Ingesting Structured Data

  • To ingest structured data, add the content to the request body using the Chunk Fields listed in the table below.
  • File Structure: The JSON file must follow a specific structure:
    • The file name is used as the recordTitle.
    • The JSON file must be an array of objects, where each object represents a chunk.
    • Each chunk’s fields must correspond to the configured chunk fields.

Crawling Web Pages

  • This API supports incremental web crawling by adding content for an existing web source in Search AI.
    • The sourceName must match the Source Title for the web domain in Search AI.
    • Set sourceType to "web".
    • Provide the URLs to crawl in the urls array under the documents field.
  • The web crawl uses the crawl configuration set in Search AI for that source.
  • Existing URLs are re-crawled; new URLs are crawled if the crawl configuration permits.

API Specifications

FieldValue
MethodPOST
Endpointhttps://{{host}}/api/public/bot/:botId/ingest-data
Content Typeapplication/json
Authorizationauth: {{JWT Token}}
API ScopeIngest data

Query Parameters

ParameterRequiredDescription
hostRequiredThe environment URL. For example, https://platform.example.org.
Bot IDRequiredUnique identifier of your application. To view it, go to Dev Tools under App Settings and check the API scopes.

Request Parameters

ParameterRequiredDescription
sourceNameYesIf the given name does not exist, a new source is created automatically.
sourceTypeYesAccepted values: "json" — to upload structured chunk fields via the request object (fileId is ignored); "file" — to upload documents using a fileId (chunk payload is ignored); "web" — to crawl web pages using provided URLs.
documentsYesDepending on sourceType: for json, pass structured content directly with a title and chunks array; for web, pass a urls array of pages to crawl; for file, pass objects with a fileId and optional fileName, permissions, category, and priority.
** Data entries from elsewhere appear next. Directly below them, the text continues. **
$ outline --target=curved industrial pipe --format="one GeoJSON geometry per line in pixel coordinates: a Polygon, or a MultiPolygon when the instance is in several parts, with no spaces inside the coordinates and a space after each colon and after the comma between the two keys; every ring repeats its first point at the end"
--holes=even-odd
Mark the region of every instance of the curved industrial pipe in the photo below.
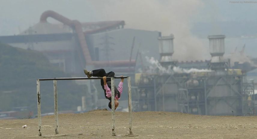
{"type": "Polygon", "coordinates": [[[48,17],[52,17],[65,25],[68,25],[71,27],[74,28],[78,35],[80,46],[82,50],[83,55],[87,64],[93,65],[96,66],[104,66],[107,64],[109,65],[114,66],[128,66],[135,65],[135,61],[130,61],[129,60],[123,60],[112,61],[92,61],[91,56],[89,53],[87,45],[86,40],[85,36],[87,35],[102,31],[112,28],[116,27],[117,25],[124,25],[125,24],[124,21],[115,21],[110,22],[91,22],[84,23],[86,26],[98,25],[103,26],[100,28],[91,30],[83,32],[82,26],[80,23],[77,20],[71,20],[54,11],[48,10],[44,12],[40,17],[40,22],[47,22],[47,20],[48,17]],[[104,25],[109,24],[104,26],[104,25]]]}

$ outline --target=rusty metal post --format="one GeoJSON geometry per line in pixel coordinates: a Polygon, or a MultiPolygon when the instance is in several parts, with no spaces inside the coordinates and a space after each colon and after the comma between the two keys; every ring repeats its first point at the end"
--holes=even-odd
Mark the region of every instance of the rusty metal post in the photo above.
{"type": "Polygon", "coordinates": [[[112,77],[111,78],[111,93],[112,93],[112,136],[115,135],[115,106],[114,105],[114,78],[112,77]]]}
{"type": "Polygon", "coordinates": [[[55,118],[55,134],[59,134],[58,130],[58,105],[57,97],[57,81],[53,80],[53,94],[54,98],[54,117],[55,118]]]}
{"type": "Polygon", "coordinates": [[[37,94],[38,96],[38,136],[41,136],[41,108],[40,100],[40,82],[39,79],[37,79],[37,94]]]}
{"type": "Polygon", "coordinates": [[[130,77],[128,77],[128,112],[129,113],[129,135],[132,132],[132,107],[131,105],[131,82],[130,77]]]}

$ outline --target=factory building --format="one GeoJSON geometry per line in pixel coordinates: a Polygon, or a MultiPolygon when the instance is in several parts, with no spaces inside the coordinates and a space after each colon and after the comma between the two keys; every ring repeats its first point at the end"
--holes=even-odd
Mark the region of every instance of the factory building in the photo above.
{"type": "Polygon", "coordinates": [[[160,63],[163,67],[198,66],[208,69],[187,72],[174,68],[170,74],[136,74],[135,109],[211,115],[244,115],[254,112],[254,84],[247,82],[242,70],[228,66],[229,60],[223,57],[225,38],[208,36],[210,60],[178,62],[172,58],[173,36],[160,36],[160,63]]]}
{"type": "MultiPolygon", "coordinates": [[[[208,36],[211,59],[179,62],[172,57],[176,53],[173,45],[175,34],[162,36],[157,31],[124,28],[125,25],[122,21],[80,23],[47,11],[42,13],[38,23],[19,35],[0,36],[0,42],[41,52],[50,63],[74,77],[84,76],[85,68],[101,68],[118,75],[135,77],[132,83],[134,111],[212,115],[253,113],[254,82],[248,82],[244,71],[231,67],[229,59],[223,57],[225,36],[208,36]],[[62,24],[49,23],[47,20],[49,17],[62,24]],[[169,69],[168,72],[148,71],[150,64],[147,62],[146,56],[159,59],[160,65],[169,69]],[[179,67],[205,69],[189,71],[179,67]]],[[[97,90],[102,91],[99,83],[77,83],[88,87],[86,97],[82,97],[82,106],[91,109],[106,106],[106,99],[97,96],[97,90]]],[[[126,87],[125,85],[124,90],[126,87]]],[[[120,107],[127,106],[126,96],[121,102],[124,100],[126,104],[120,103],[120,107]]]]}

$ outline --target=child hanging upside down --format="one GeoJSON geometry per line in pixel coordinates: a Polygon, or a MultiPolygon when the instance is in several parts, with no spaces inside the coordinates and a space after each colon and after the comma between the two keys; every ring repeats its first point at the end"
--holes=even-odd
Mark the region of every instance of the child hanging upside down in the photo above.
{"type": "MultiPolygon", "coordinates": [[[[105,98],[109,100],[110,102],[108,104],[108,106],[110,109],[112,109],[111,102],[111,79],[107,79],[107,77],[114,77],[115,74],[113,71],[111,71],[106,73],[105,71],[102,68],[94,70],[92,71],[87,71],[86,69],[84,70],[84,72],[88,78],[92,76],[98,77],[102,77],[101,79],[101,85],[104,91],[104,97],[105,98]]],[[[121,77],[123,76],[120,76],[121,77]]],[[[122,85],[124,79],[121,79],[121,80],[119,84],[118,89],[114,86],[114,104],[115,109],[119,106],[119,101],[118,100],[120,98],[120,96],[122,93],[122,85]]]]}

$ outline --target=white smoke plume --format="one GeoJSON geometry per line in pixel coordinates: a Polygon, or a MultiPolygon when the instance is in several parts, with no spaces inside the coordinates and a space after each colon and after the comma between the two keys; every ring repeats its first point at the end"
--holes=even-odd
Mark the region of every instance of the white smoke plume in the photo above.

Sample Request — Ingesting Chunks Directly

{
  "sourceName": "Abc",
  "sourceType": "json",
  "documents": [
    {
      "title": "Cybersecurity",
      "chunks": [
        {
          "chunkText": "Cybersecurity is the practice of protecting systems, networks, and programs from digital attacks.",
          "recordUrl": "https://www.example.com/cybersecurity",
          "chunkTitle": "The Importance of Cybersecurity"
        }
      ]
    }
  ]
}
The fields inside the chunks object must correspond to the configured chunk fields. To view chunk fields, refer to the Chunk Browser.

Sample Request — Incremental Web Crawl

{
  "sourceName": "myWebDomain",
  "sourceType": "web",
  "documents": [
    {
      "urls": [
        "https://example.com/docs/",
        "https://example.com/product-guide/",
        "https://example.com/user-guide/"
      ]
    }
  ]
}
If a URL is already crawled, it is re-crawled. New URLs are crawled if the source’s crawl configuration permits.

Sample Request — Ingesting Content from Files

{
  "sourceName": "Abc",
  "sourceType": "file",
  "documents": [
    {
      "fileId": "f12455",
      "permissions": {
        "allowedUsers": ["john@example.com", "jane@example.com"],
        "allowedGroups": ["Engineering", "Management"]
      }
    }
  ]
}
Use the Upload File API to upload the file and obtain the fileId. Pass that fileId here to ingest and index the file contents.